The recent stumble in US economic data raises new questions about the timing of the Fed’s plans for raising interest rates. The earliest forecast for the first round of tightening monetary policy has been pushed up to September, although some analysts say that the turning point for rates will come later, perhaps early next year. Much depends on the incoming data, of course. Meantime, what is the Treasury market telling us? One way to cut through the noise in search of signals is to calculate a series of moving averages on Treasury yields. By that standard, the market’s sending mixed messages these days. The 2-year yield—considered to be the most sensitive spot on the yield curve for rate expectations—is trending up. The 5- and 10-year yields, by contrast, continue to trend lower, although there are some clues that suggest that the slide has run its course in longer-term maturities.
In sum, the Treasury market remains betwixt and between when it comes to pricing in a future of higher rates. The crowd appears to be toying with the possibility via the 2-year yield, but that’s as far as it goes at the moment. There’s still not much appetite for a more substantial commitment to regime change by way of 5- and 10-year Treasuries.
The following charts reflect exponential moving averages (EMA), which are arguably superior to a simple moving average (SMA) by placing more emphasis on recent data. As such, EMAs are a bit more sensitive to the latest trades vs. the SMA methodology of equal weighting the historical sample. The EMAs in the charts below come in three flavors: 50-, 100-, and 200-day rolling windows.
Let’s start with the 2-year Treasury. As the chart shows, there’s a clear upside trend in progress. Note the positive momentum underway based on the 50-day EMA’s rise above the 100-day EMA, which is above the 200-day EMA, based on daily data through yesterday (May 28).
By contrast, negative momentum continues to prevail in the 5-year market. Although there have been attempts to revive an upside bias, those rallies have come to naught so far. That said, we’re in the middle of yet another effort to raise rates. But until we see the 50-day EMA for the 5-year rise above the 100-day EMA, it’s reasonable to wonder if the latest rise is just another round of noise.

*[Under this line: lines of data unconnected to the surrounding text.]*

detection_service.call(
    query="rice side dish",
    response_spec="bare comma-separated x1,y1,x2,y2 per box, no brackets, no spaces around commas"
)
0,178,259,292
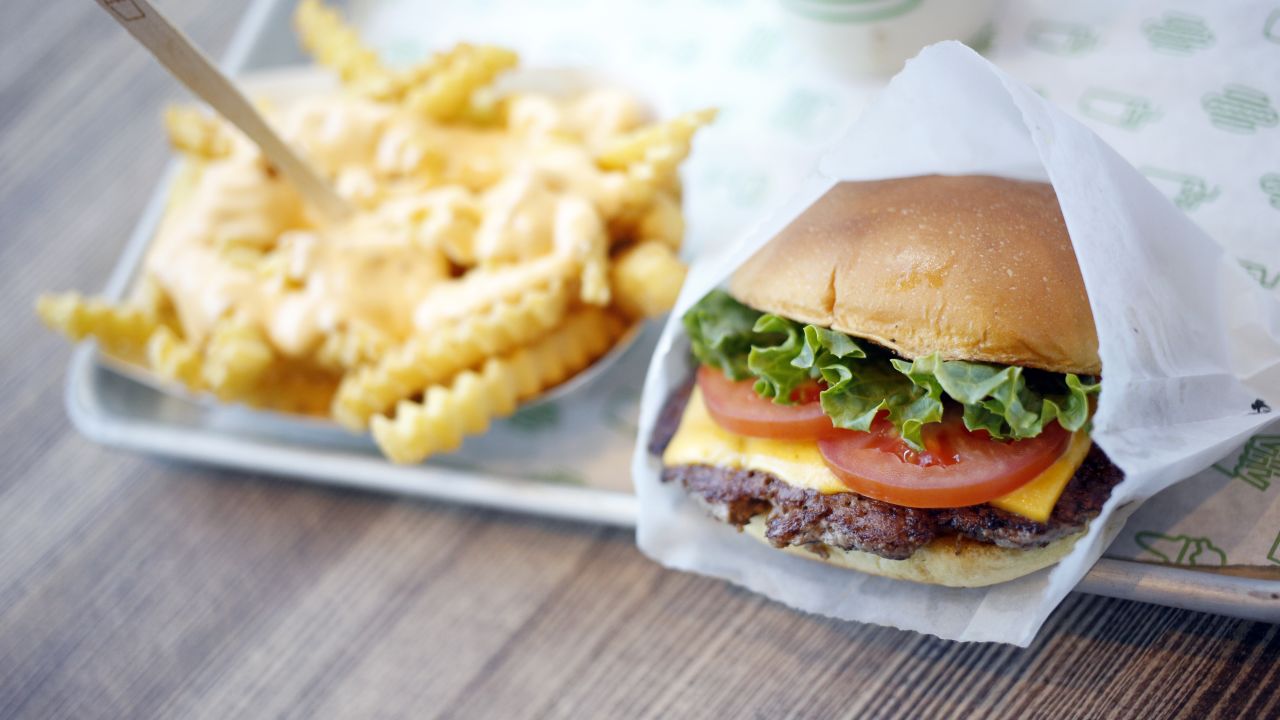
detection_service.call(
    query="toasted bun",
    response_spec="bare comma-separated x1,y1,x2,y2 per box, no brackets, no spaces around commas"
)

The benchmark 10-year yield tells a similar story. There have been several rallies, but so far the downtrend hasn’t been broken. But perhaps that’s about to change. Note that the 50-day EMA for the 10-year yield ticked above the 100-day EMA in the last two days for the first time in more than a year. A sign of things to come? The answer will ultimately be determined by the economic numbers in the weeks ahead.